Oh you dont mean a study shows it causes it, only that an individual happened to get some sort of brain damage indirectly where a vaccine was implicated. Thats a bit different and not in line with the origina claim.
@freemo @icedquinn @Hyolobrika @NEETzsche @mkljczk @ducheng @torresjrjr
>"don't have the case number on hand. they paid damages though."
I see. A jury of their peers said so.
That's what they mean by "peer reviewed " -- 12 randomly selected people who weren't smart enough to get out of jury duty.
@Pat >That’s what they mean by “peer reviewed “ – 12 randomly selected people who weren’t smart enough to get out of jury duty.
Reminds me of academia. It’s a handful of people who weren’t smart enough to make it in the private sector.
@freemo @icedquinn @Hyolobrika @mkljczk @ducheng @torresjrjr
Not my experience at all. I routinely try to hire experts from academia who have dont impressive work. More often then not they refuse because they arent in it for the money.
Me and my nearly 20K followers would suggest otherwise... but hey im sure those 10 followers of yours wait to hear what you have to say with baited breath.
@icedquinn @Hyolobrika @NEETzsche @mkljczk @ducheng @Pat @torresjrjr
Awww how cute, you think you are an adult now... Have fun you two playing make believe.

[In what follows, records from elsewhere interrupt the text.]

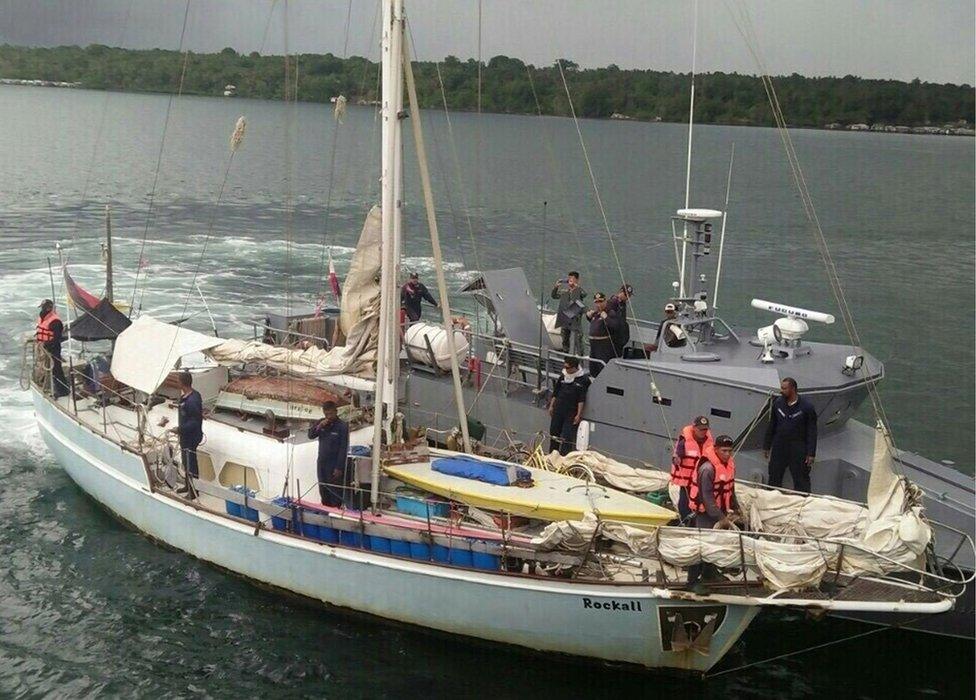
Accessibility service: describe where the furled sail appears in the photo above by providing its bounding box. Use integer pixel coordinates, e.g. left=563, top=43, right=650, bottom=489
left=533, top=426, right=932, bottom=590
left=208, top=206, right=381, bottom=378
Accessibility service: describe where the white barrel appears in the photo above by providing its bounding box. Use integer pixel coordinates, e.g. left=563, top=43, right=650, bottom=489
left=752, top=299, right=834, bottom=323
left=403, top=321, right=468, bottom=371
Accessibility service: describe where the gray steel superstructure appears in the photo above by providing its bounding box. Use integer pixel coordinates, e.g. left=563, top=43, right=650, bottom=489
left=401, top=211, right=976, bottom=637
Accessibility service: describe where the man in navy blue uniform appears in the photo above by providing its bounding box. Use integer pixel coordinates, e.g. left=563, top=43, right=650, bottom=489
left=549, top=357, right=590, bottom=455
left=308, top=401, right=349, bottom=506
left=177, top=372, right=203, bottom=492
left=763, top=377, right=817, bottom=493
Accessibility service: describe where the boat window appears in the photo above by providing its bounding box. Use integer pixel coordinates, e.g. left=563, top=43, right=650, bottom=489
left=197, top=450, right=217, bottom=481
left=220, top=462, right=261, bottom=491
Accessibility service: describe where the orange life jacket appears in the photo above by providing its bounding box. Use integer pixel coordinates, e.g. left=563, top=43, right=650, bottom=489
left=34, top=311, right=61, bottom=343
left=671, top=425, right=712, bottom=488
left=688, top=445, right=735, bottom=513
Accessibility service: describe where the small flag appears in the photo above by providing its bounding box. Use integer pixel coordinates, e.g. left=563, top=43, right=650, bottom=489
left=62, top=265, right=101, bottom=311
left=329, top=250, right=342, bottom=304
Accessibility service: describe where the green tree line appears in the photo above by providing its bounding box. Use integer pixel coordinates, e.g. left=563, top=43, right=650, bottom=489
left=0, top=44, right=976, bottom=127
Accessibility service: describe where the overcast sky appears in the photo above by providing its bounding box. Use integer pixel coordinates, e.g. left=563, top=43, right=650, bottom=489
left=0, top=0, right=976, bottom=85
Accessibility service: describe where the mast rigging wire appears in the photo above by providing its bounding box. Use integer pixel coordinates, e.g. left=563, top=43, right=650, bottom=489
left=129, top=0, right=190, bottom=317
left=556, top=59, right=673, bottom=440
left=726, top=0, right=897, bottom=461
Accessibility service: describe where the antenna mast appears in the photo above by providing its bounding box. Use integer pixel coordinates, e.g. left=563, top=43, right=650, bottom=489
left=370, top=0, right=403, bottom=507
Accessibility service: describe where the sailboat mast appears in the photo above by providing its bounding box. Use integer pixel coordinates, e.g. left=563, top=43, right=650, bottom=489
left=678, top=0, right=698, bottom=299
left=371, top=0, right=403, bottom=506
left=105, top=204, right=115, bottom=304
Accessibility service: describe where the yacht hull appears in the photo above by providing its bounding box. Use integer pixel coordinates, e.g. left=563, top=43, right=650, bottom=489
left=403, top=370, right=976, bottom=639
left=33, top=390, right=758, bottom=672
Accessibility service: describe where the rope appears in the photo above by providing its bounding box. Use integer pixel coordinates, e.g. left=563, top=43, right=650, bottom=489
left=314, top=0, right=352, bottom=297
left=556, top=59, right=674, bottom=440
left=59, top=0, right=134, bottom=260
left=129, top=0, right=190, bottom=316
left=525, top=63, right=585, bottom=260
left=702, top=613, right=945, bottom=678
left=726, top=2, right=897, bottom=460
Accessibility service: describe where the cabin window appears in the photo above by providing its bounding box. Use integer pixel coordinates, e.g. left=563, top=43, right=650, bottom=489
left=220, top=462, right=261, bottom=491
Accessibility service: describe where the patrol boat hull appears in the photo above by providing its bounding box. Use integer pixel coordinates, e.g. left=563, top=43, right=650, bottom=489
left=402, top=360, right=976, bottom=639
left=32, top=388, right=759, bottom=673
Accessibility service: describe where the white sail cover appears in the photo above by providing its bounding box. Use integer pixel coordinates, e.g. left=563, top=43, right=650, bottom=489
left=533, top=427, right=932, bottom=590
left=112, top=314, right=224, bottom=394
left=208, top=206, right=381, bottom=378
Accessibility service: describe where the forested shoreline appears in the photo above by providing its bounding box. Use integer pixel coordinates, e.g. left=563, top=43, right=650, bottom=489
left=0, top=44, right=976, bottom=130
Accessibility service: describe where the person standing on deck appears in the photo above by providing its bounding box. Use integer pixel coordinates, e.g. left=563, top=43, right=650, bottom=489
left=647, top=302, right=688, bottom=352
left=763, top=377, right=817, bottom=493
left=308, top=401, right=349, bottom=506
left=549, top=357, right=590, bottom=455
left=176, top=371, right=203, bottom=492
left=668, top=416, right=712, bottom=522
left=607, top=283, right=634, bottom=357
left=34, top=299, right=71, bottom=399
left=400, top=272, right=437, bottom=323
left=550, top=270, right=586, bottom=355
left=688, top=435, right=739, bottom=586
left=586, top=292, right=620, bottom=379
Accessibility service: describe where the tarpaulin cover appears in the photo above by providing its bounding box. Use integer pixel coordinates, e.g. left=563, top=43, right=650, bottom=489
left=430, top=457, right=532, bottom=486
left=68, top=299, right=132, bottom=341
left=208, top=207, right=382, bottom=380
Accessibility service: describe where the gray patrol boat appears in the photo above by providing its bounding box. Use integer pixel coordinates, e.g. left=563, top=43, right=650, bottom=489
left=392, top=209, right=974, bottom=637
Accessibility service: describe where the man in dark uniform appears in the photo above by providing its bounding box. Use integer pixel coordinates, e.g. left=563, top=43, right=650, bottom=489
left=688, top=435, right=740, bottom=594
left=400, top=272, right=437, bottom=323
left=607, top=284, right=634, bottom=357
left=647, top=302, right=688, bottom=352
left=34, top=299, right=71, bottom=399
left=549, top=357, right=590, bottom=455
left=586, top=292, right=620, bottom=379
left=176, top=372, right=203, bottom=493
left=550, top=270, right=586, bottom=354
left=763, top=377, right=817, bottom=493
left=308, top=401, right=349, bottom=506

@icedquinn @Hyolobrika @duke @mkljczk @ducheng @Pat @torresjrjr
@freemo You said that, and I’m quoting, “blocking people and exiting the conversation simply means you have no value to bring and that their time is better spent elsewhere.” @duke blocked you. Therefore, you have no value to bring and that his time is better spent elsewhere. Basically, you’re wrong.
So.
You lost this argument, per your own standards. That’s decided. Would you like to retract this claim and issue an apology so that it can’t be used to summarily dismiss your positions in future conversations with prejudice?
@NEETzsche
Having no value to bring is not the same as being wrong. I admit, and dont particularly care, that he perceives me as having no value. To him.
@icedquinn @duke @mkljczk @ducheng @Pat @torresjrjr
@torresjrjr
I'd be against this as well, but being optional I would personally give it a pass from a "do i want to host this software" standpoint.